YENİ DÖNEM BAŞLIYOR
Suriye’de 61 yıl boyunca devam eden duraklama döneminin ardından, Esad rejiminin yıkılmasıyla birlikte yeni bir dönem başlıyor. Suriye’nin yeniden şekillenmesi sürecinde, gözler daha önce rafa kaldırılan projelere yöneliyor. 2009 yılında durdurulan “Katar-Türkiye Doğalgaz Boru Hattı” projesi de yeniden gündeme geliyor.
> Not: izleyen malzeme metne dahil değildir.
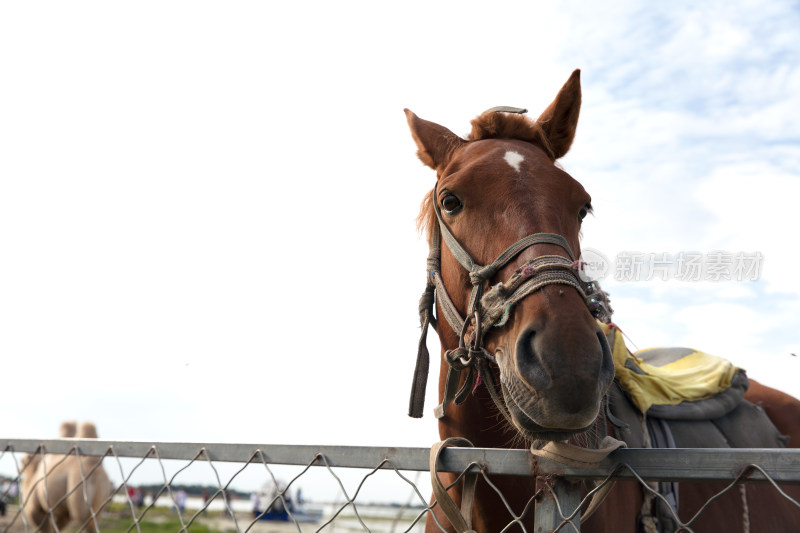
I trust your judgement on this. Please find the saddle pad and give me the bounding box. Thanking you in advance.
[600,323,748,420]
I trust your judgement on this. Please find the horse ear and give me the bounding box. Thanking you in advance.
[404,109,467,170]
[536,69,581,159]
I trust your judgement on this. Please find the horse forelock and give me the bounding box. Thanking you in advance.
[467,111,556,161]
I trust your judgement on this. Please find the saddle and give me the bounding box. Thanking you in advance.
[600,324,788,532]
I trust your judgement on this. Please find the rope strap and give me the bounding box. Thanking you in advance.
[531,435,628,522]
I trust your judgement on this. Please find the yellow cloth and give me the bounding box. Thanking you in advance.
[600,324,738,413]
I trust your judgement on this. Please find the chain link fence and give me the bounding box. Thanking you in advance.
[0,439,800,533]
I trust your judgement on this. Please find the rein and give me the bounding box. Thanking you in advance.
[409,187,611,418]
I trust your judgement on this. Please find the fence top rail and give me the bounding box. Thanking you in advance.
[0,439,800,484]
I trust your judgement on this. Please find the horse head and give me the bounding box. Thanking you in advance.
[406,70,614,440]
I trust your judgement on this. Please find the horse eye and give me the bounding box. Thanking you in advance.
[442,194,462,215]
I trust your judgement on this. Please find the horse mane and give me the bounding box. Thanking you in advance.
[467,111,556,161]
[417,111,556,244]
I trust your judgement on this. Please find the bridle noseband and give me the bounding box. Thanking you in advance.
[409,183,611,418]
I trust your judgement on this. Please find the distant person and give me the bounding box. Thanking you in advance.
[222,490,233,518]
[133,487,144,509]
[250,492,261,518]
[203,489,209,516]
[175,489,187,514]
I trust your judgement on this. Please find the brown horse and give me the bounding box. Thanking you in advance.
[406,70,800,533]
[20,422,113,533]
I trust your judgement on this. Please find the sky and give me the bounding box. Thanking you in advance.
[0,1,800,498]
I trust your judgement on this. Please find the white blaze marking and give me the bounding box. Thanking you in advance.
[504,151,525,172]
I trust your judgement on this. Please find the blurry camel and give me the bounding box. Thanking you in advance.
[21,422,113,533]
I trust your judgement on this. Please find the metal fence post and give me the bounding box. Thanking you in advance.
[534,475,582,533]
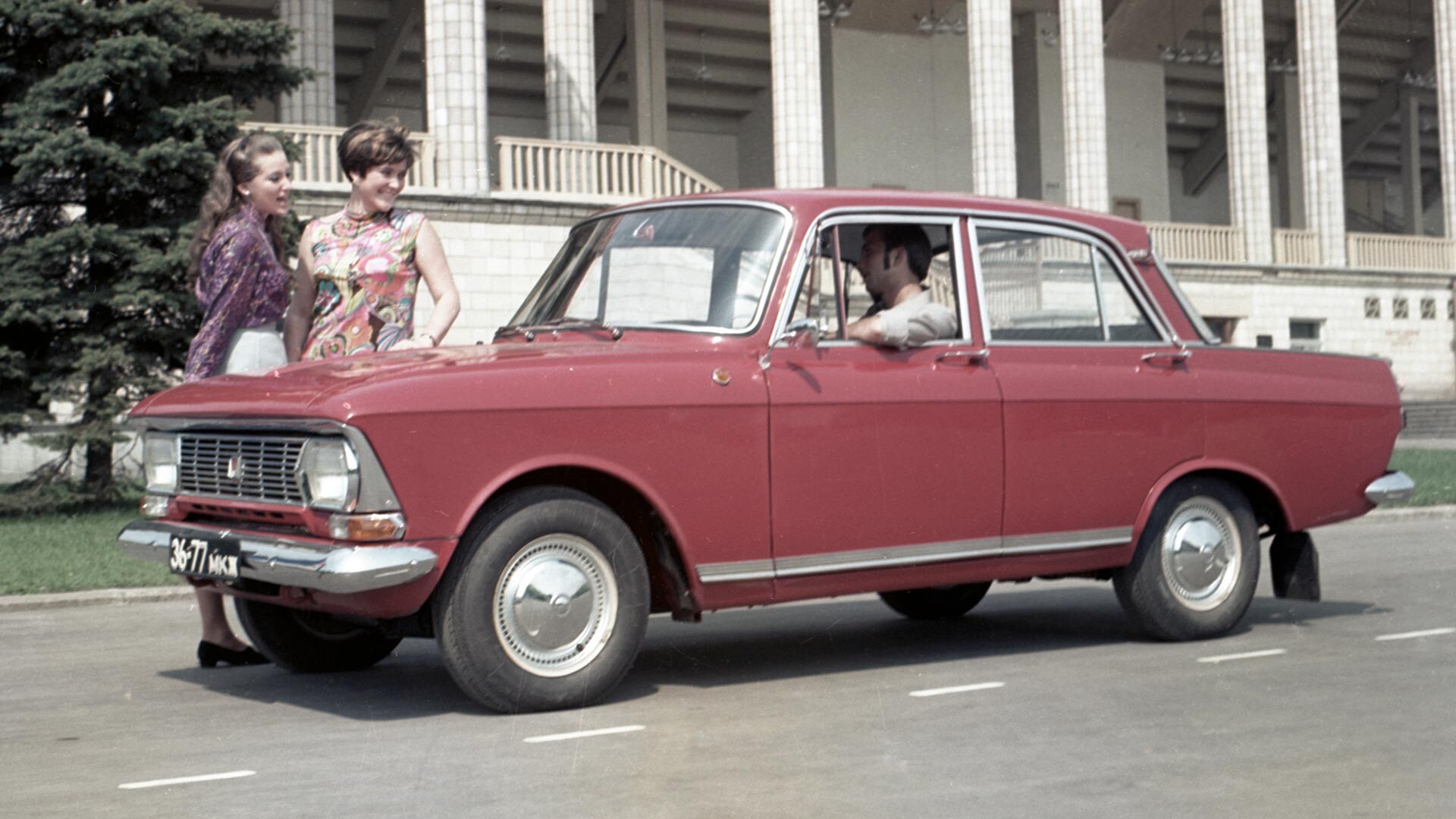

Uzmanlar, bölgedeki güvenlik, yatırım ortamı ve istikrar gibi konuların önemine dikkat çekerken, değişen enerji dinamiklerine de vurgu yapıyor.
ENERJİ REZERVİ VE İHRACAT KAPASİTESİ
SETA Vakfı araştırmacısı Büşra Zeynep Özdemir, Katar’ın doğalgaz açısından önemli bir ülke olduğunu ifade ediyor. Özdemir, “Katar, Rusya ve İran’ın ardından yaklaşık 25 trilyon metreküple dünyanın en büyük üçüncü ispatlanmış doğalgaz rezervine sahip” diyerek ülkenin enerji potansiyelini aktarıyor. Ayrıca, Katar’ın Rusya’dan sonra dünyanın en fazla doğalgaz ihraç eden ikinci ülke olduğunu belirtiyor. Katar, bu ihracı ağırlıklı olarak sıvılaştırılmış doğalgaz (LNG) formatında gerçekleştiriyor. Özdemir, 2004 yılında faaliyete geçen Dolphin Gas projesinin Katar’ın tek gaz ihraç boru hattı olduğunu ve hattın toplam uzunluğunun 370 kilometreyi bulduğunu da ekliyor.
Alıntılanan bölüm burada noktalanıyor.